For a fuller discussion of the research foundations underpinning the overall model, see more on Learning science.

High-quality learning materials, designed and refined through data

Strong outcomes also depend on the quality of the learning materials themselves.

Instructive’s modules are designed using a disciplined approach to pedagogical content knowledge and scaffolding. Each module targets a specific piece of mathematics, anticipates common misconceptions, and structures learning so that new ideas are introduced in manageable steps and integrated with what students already know.
Crucially, this design work is not static. Module content is iteratively refined using data from student interactions, including patterns of error, time on task, and performance on subsequent assessments.
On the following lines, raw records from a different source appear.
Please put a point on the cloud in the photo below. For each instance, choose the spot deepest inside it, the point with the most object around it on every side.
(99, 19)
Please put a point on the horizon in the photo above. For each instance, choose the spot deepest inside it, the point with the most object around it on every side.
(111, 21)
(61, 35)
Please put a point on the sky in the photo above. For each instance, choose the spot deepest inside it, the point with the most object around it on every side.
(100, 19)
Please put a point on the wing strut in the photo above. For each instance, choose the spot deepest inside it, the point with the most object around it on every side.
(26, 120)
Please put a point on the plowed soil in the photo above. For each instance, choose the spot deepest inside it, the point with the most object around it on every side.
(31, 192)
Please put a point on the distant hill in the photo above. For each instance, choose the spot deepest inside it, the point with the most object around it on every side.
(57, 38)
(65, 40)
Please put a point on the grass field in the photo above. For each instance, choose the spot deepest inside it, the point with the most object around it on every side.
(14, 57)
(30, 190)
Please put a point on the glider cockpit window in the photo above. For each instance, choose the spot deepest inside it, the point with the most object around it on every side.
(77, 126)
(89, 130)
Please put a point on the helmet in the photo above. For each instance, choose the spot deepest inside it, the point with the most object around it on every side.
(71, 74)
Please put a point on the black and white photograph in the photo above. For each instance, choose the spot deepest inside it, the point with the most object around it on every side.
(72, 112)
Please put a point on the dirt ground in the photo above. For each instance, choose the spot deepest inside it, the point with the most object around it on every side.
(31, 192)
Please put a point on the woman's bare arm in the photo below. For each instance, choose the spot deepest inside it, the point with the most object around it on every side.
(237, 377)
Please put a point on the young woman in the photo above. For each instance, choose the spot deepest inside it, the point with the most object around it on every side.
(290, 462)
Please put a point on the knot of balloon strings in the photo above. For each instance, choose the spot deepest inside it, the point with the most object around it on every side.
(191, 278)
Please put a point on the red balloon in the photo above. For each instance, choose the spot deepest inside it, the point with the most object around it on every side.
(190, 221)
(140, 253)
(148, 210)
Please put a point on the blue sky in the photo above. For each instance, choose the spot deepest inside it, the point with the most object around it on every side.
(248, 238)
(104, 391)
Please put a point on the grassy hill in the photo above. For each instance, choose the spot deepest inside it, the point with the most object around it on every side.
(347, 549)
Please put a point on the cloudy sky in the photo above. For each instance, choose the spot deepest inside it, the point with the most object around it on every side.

This allows weaknesses in explanations, sequencing, or scaffolding to be identified and addressed over time.
In this way, established learning science provides the guiding principles, while ongoing data analysis supports continual improvement in execution and quality.

A detailed account of this process — including how modules are written, reviewed, and iterated — is available in this summary paper:

Sundar, K. (2021). Leveraging learning analytics for better educational content design: Analysis of the Maths Pathway approach.

What the evidence shows.

Across national assessment data and independent school studies, the evidence is consistent: students using Instructive learn mathematics faster than expected.

These outcomes are not accidental. They align with learning science and are supported by a disciplined approach to content design, scaffolding, and ongoing refinement using student data.

Taken together, the evidence and the underlying design provide a clear, credible basis for describing Instructive as research-based and evidence-backed.